Rafael Barbosa

Personal information
- Full name: Rafael Barbosa do Nascimento
- Date of birth: 10 August 1983 (age 42)
- Place of birth: Rio de Janeiro, Brazil
- Height: 1.89 m (6 ft 2+1⁄2 in)
- Position: Defender

Senior career*
- Years: Team / Apps / (Gls)
- 2003–2005: Madureira / 0 / (0)
- 2005: → Flamengo (SP) (loan) / 0 / (0)
- 2005: Olaria / 0 / (0)
- 2006–2007: Brusque / 0 / (0)
- 2007: Iguaçu / 0 / (0)
- 2008: Rio Branco (PR) / 0 / (0)
- 2008: CFZ (RJ) / 0 / (0)
- 2009: Brusque / 0 / (0)
- 2009: Volta Redonda / 0 / (0)
- 2009: FK Baku / 7 / (0)
- 2010–2011: Slavia Sofia / 1 / (0)
- 2011: Hajer Club / 11 / (0)
- 2012: America-RJ

= Rafael Barbosa (footballer, born 1983) =

Brazilian footballer

Rafael Barbosa do Nascimento (born 10 August 1983) is a Brazilian former footballer.

Barbosa never played in Brazil national league level, however he left for Europe in July 2009.

==Biography==

===Brazil state leagues===
Born in Rio de Janeiro, Barbosa started his career with Madureira, signed a 4 1/2-year contract on 1 July 2003. He was loaned to Flamengo (SP) in 2005. In October 2005 he was signed by Olaria.

In December 2005, he signed a 1-year contract with Brusque for 2006 Campeonato Catarinense.

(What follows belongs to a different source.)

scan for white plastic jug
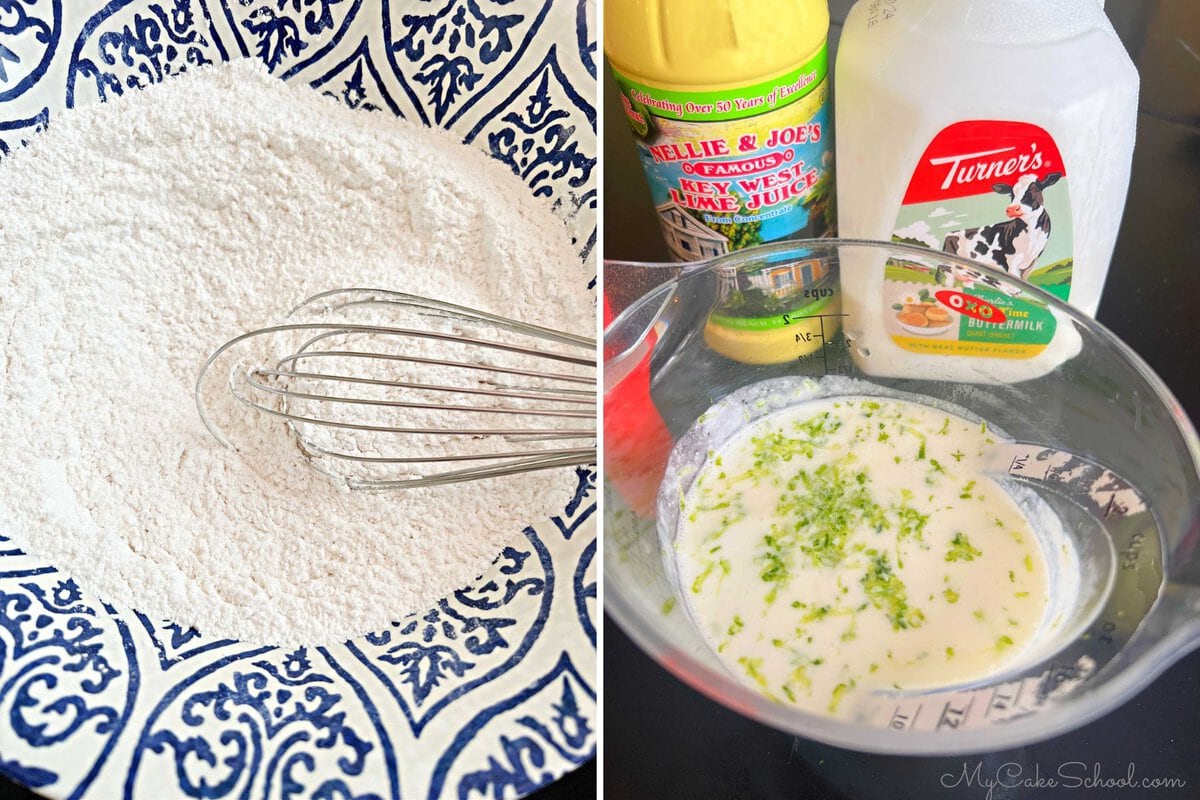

He extended his contract in December 2006 for 2007 Campeonato Catarinense.

In June 2007, he signed a 1-year contract with Iguaçu. He played 10 out of possible 22 games of 2007 Copa Paraná . In December 2007 he left for fellow Paraná state side Rio Branco (PR) for 2008 Campeonato Paranaense, started 14 out of possible 15 league matches.

In June 2008, he was signed by CFZ of 2008 Campeonato Carioca Segunda Divisão. He played 3 times for CFZ in stage 1 of the league.

Barbosa returned to Brusque in December 2008, signed a contract until the end of 2009 Campeonato Catarinense. He played 9 league matches for Brusque, out of possible 18 matches.

In April 2009 he returned to Rio again, this time signed by Volta Redonda for Copa Rio. He made his Cup debut on 21 May, round 8 of the second stage. He played 4 times in the cup before terminated his contract on 22 June.

===Europe===
In July 2009 he was signed by Azerbaijani club FK Baku. He played all 4 matches for Baku in the 2009–10 UEFA Champions League qualifying rounds. He was released along with Daniel Opriţa on 16 October 2009 due to injury.

In the 2010–11 season he left for Bulgarian club Slavia Sofia.